Mifsud T, Gatt A, Chockalingam N, Micallef Stafrace K, Padhiar N. Insertional Achilles tendinopathy: A novel link to shorter free tendons.
Foot (Edinb) 2025;
63:102164. [PMID:
40315638 DOI:
10.1016/j.foot.2025.102164]
[Citation(s) in RCA: 0] [Impact Index Per Article: 0] [Reference Citation Analysis] [Abstract] [Key Words] [Track Full Text] [Journal Information] [Submit a Manuscript] [Subscribe] [Scholar Register] [Received: 04/02/2025] [Accepted: 04/27/2025] [Indexed: 05/04/2025]
Abstract
BACKGROUND
Achilles tendinopathy is a common overuse injury among athletes, classified into mid-portion and insertional types.
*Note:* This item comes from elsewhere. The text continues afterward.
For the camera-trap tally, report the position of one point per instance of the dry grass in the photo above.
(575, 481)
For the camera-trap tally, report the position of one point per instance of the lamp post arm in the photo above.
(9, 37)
While existing literature primarily emphasizes mid-portion tendinopathy as the more prevalent form, emerging evidence highlights the significance of insertional tendinopathy. Variations in clinical presentation warrant further investigation, particularly regarding anatomical differences that could inform treatment strategies and rehabilitation protocols.
PURPOSE
This study aimed to assess the prevalence of Achilles tendon pathologies and explore anatomical differences in the length of the free tendon between insertional and mid-portion tendinopathy.
STUDY DESIGN
This study represents a cross-sectional analysis conducted as part of a larger longitudinal study on the mechanical properties of patients with Achilles tendinopathy.
METHODS
A total of 103 patients (38.8 % males, 61.2 % females, age: 53 ± 12.8 years, body Mass Index (BMI): 30 ± 7.4 kg/m2, 60 % sedentary while 40 % active) diagnosed with Achilles tendon pathologies from across the Maltese islands were recruited for ultrasound assessments to measure tendon length and evaluate associated anatomical characteristics. Participants were categorised based on the type of tendinopathy.
RESULTS
A higher prevalence of insertional tendinopathy (67.9 %) was identified compared to mid-portion tendinopathy (20.3 %). Notably, participants with insertional tendinopathy presented with short tendons (3.8 ± 1.4 cm, p = <0.001) compared to those with longer free tendon length in mid-portion tendinopathy (5.9 ± 1.3 cm, p = <0.001). This anatomical distinction, along with the lower attachment of the soleus muscle, may contribute to differing biomechanical properties, influencing the risk of specific tendon pathologies.
CONCLUSIONS
This study is the first to report a higher prevalence of insertional tendinopathy and to highlight the link between short free tendon length and insertional tendinopathy. This emphasizes the importance of monitoring short free tendons, as they are likely pivotal in the development of insertional tendinopathy.